Sbattuti dalle onde e sommersi di schizzi, proseguiamo la nostra marcia nelle tenebre. Torno al mio posto e lascio perdere il mare per un momento. Cerco di osservare i due piloti. Mi hanno talmente messo in guardia da questo genere di trafficanti che temo ogni loro mossa. Non si racconta forse che all’avvicinarsi di un pericolo alcuni di loro sono disposti ad abbandonare il carico in alto mare? Non vengono forse descritti come esseri privi di scrupoli, che non esitano a far correre i pericoli più assurdi ai loro passeggeri? L’angoscia e l’oscurità contribuiscono ad aumentare i dubbi e le apprensioni.

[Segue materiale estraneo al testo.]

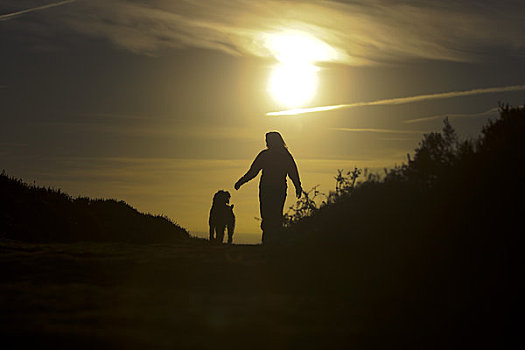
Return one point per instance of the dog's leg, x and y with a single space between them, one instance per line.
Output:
220 233
230 234
212 233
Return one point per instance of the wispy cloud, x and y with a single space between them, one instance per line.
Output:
362 32
33 9
380 131
401 100
492 111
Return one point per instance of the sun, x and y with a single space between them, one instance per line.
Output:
293 81
293 85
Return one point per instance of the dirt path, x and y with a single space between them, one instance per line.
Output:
125 296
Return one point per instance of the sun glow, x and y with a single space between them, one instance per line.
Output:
293 81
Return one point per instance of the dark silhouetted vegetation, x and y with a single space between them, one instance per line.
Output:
440 234
38 214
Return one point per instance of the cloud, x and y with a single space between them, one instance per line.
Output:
361 32
11 15
380 131
401 100
492 111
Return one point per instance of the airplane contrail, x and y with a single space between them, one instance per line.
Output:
400 100
38 8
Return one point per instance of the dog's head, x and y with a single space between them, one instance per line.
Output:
221 198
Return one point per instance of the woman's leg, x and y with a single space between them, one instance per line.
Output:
271 205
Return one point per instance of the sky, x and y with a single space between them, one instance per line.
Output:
163 102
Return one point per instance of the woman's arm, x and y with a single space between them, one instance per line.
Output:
293 173
252 172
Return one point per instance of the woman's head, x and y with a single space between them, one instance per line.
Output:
274 140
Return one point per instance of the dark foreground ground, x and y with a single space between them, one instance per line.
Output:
125 296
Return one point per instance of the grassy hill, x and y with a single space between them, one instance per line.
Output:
428 257
38 214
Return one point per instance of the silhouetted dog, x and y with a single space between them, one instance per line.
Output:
221 217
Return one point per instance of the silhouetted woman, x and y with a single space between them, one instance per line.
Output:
275 162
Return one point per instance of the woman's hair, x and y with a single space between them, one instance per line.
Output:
274 140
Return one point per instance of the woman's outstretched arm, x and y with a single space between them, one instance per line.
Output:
293 173
252 172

Con un certo distacco, oggi, ammetto che il passeur si è comportato in maniera corretta e competente. Ha svolto onestamente un lavoro disonesto. Ha corso i nostri stessi pericoli. Abbiamo sopportato le stesse orrende condizioni. Cosa poteva guadagnare nel gettarci in mare? Alleggerire la sua imbarcazione? E a che scopo, visto che lo scafo carico e pesante poteva resistere meglio alla furia dei marosi?!

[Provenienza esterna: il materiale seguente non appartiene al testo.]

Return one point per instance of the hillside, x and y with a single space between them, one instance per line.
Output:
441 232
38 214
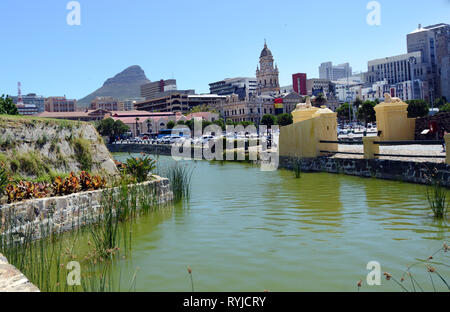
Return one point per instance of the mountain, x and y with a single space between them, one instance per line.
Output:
126 84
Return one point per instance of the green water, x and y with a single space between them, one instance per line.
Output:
248 230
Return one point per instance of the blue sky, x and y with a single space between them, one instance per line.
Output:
196 41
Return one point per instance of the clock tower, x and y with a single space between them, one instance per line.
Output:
266 73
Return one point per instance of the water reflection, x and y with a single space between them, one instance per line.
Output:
248 230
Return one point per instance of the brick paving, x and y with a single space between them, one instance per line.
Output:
428 150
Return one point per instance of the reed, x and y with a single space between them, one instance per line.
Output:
180 177
297 168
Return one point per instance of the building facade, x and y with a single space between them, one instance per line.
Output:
267 73
299 83
434 44
59 104
243 86
32 99
106 103
330 72
152 89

Ancora adesso, seduto dietro alla mia scrivania, cerco di definire la sensazione esatta che ho provato in quelle ore di subbuglio e di pericolo. Nel mio racconto l’ho chiamata paura, ma non ne sono così sicuro. E’ una parola ormai abusata, utilizzata spesso in modo improprio, quindi troppo vaga. In un primo momento fummo presi dall’inquietudine, sopraffatti dalla brusca levata del vento e dall’inizio dei sussulti. Ma fu una sensazione breve. Poi ci ha invaso una sorta di turbamento interiore, lacerante per quanto silenzioso. Ciascuno di noi si domandava se il mare ci avrebbe lasciato passare o, nel peggiore dei casi, ci avrebbe permesso di tornare al porto. Alla fine è arrivato lo spavento, quello vero. Eravamo sconvolti dalla raffica continua di onde impazzite che stavano riempiendo lo scafo d’acqua. Ma se ben ricordo anche lo spavento non durò a lungo.

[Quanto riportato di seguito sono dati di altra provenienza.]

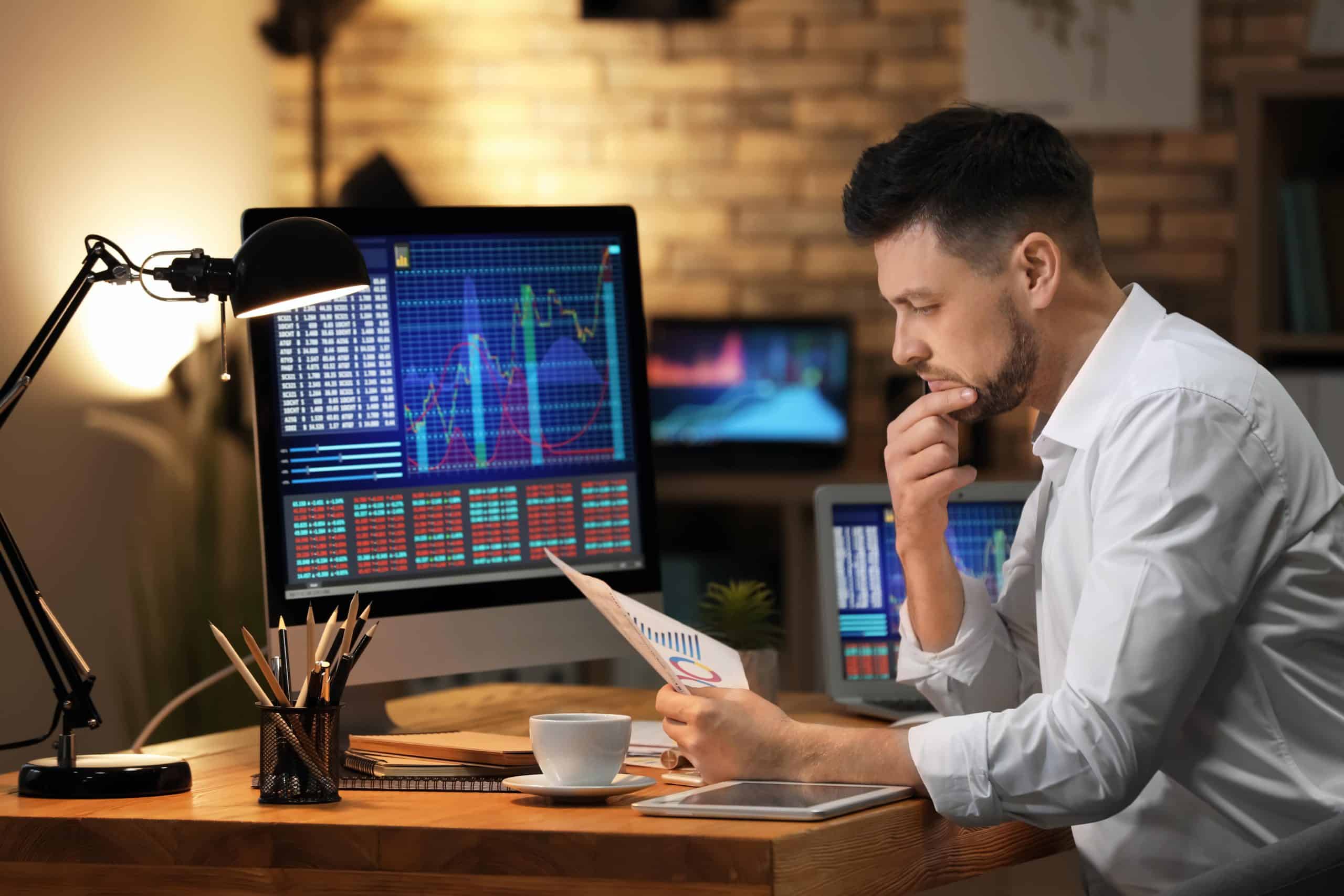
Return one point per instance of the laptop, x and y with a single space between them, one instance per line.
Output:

Inquietudine, turbamento, spavento. Sensazioni concrete, ma fugaci. La paura, invece, si insinua per giorni, non molla mai la presa, non lascia spazio al respiro, immobilizza. Spesso non ha causa apparente né un volto definito. Questo sentimento (non la sensazione ma il sentimento) non l’ho mai provato di fronte ai pericoli appena descritti. Non l’ho vissuto sullo scafo traballante che mi ha condotto fino alle coste italiane. La paura è arrivata più tardi, mentre stavo attraversando le Alpi. Mi ha braccato per due giorni interi. Eppure il passaggio a piedi attraverso il Col du Simplon era meno pericoloso rispetto alla traversata del Canale di Sicilia. Le Alpi meno capricciose in confronto al Mediterraneo. Tuttavia un malessere opprimente ha avvelenato quegli ultimi giorni di viaggio. Ma non è ancora il momento di parlarne. Siamo ancora lontani da Domodossola e dal confine svizzero. Altri rischi, altre avventure, altre fughe, altre attese, prima, meritano di essere raccontate in questo reportage.